Expecting the restiveness of the voter to translate into votes is casting a superficial glance over a very complex situation. Even if it does not translate into vote, it does not mean that the public anger against corruption or government deficit has ended. Nor does it mean that the voter is cussed. The public knows it better when or how to exercise the power to change. At the moment, it sees no viable alternative.
However, it is bound to affect the electoral fortunes of the candidates and their parties. They will come for punishment for their acts of omission and commission. Because of the public anger against corruption, the candidates will avoid looking the voter in the eye! They will be most soliciting this time. A drastic change in their wear and bear will be perceptible. They will be afraid of trying tricks, deceit or cheating on the people. Once they have realized that the people have understood them fully and have found an alternative leadership in Anna and his followers, they will act extremely cautious and take no liberties with the people, their trust, rights or dignity.

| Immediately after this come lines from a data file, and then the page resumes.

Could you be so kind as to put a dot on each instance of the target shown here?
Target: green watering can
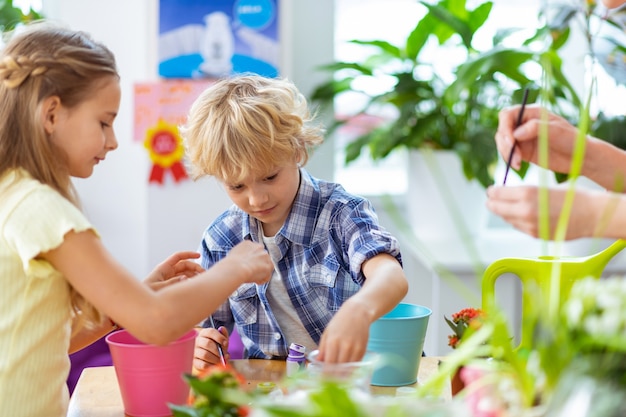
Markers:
(535, 273)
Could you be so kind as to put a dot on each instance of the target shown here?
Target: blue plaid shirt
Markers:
(327, 236)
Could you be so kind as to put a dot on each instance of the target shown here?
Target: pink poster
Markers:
(160, 107)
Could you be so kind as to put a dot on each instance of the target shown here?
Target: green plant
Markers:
(454, 108)
(12, 16)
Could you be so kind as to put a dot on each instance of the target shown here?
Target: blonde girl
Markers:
(61, 289)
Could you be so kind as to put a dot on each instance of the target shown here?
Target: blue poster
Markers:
(215, 38)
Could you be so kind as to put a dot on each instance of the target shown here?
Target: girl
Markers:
(59, 96)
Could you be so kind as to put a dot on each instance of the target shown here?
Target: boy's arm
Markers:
(345, 337)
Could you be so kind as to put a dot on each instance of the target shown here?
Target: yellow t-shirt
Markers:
(34, 298)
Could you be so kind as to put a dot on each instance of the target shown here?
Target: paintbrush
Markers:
(219, 347)
(519, 122)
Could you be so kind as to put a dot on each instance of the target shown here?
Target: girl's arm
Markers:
(174, 269)
(154, 317)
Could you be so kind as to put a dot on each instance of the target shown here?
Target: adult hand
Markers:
(519, 206)
(561, 137)
(206, 352)
(613, 3)
(174, 269)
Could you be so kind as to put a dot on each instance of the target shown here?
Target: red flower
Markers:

This change forced on them by the Anna movement is no mean achievement. The movement has changed the course of electoral practices for ever. There shall be no going back. The reason behind it is that the new generation of youth has marched forward to take the baton and serve the people honestly. It is a generation which is not being dropped by helicopter to take on the role of the leader of his party even without any experience , solely on dynastic considerations. Most of them will be first generation leaders, belonging to the modern knowledge society. They have the power of knowledge behind them to provide satisfactory service. They are part of the global village. They will bring the change that the people want. That would be the time to translate public restiveness into votes. And it is so near!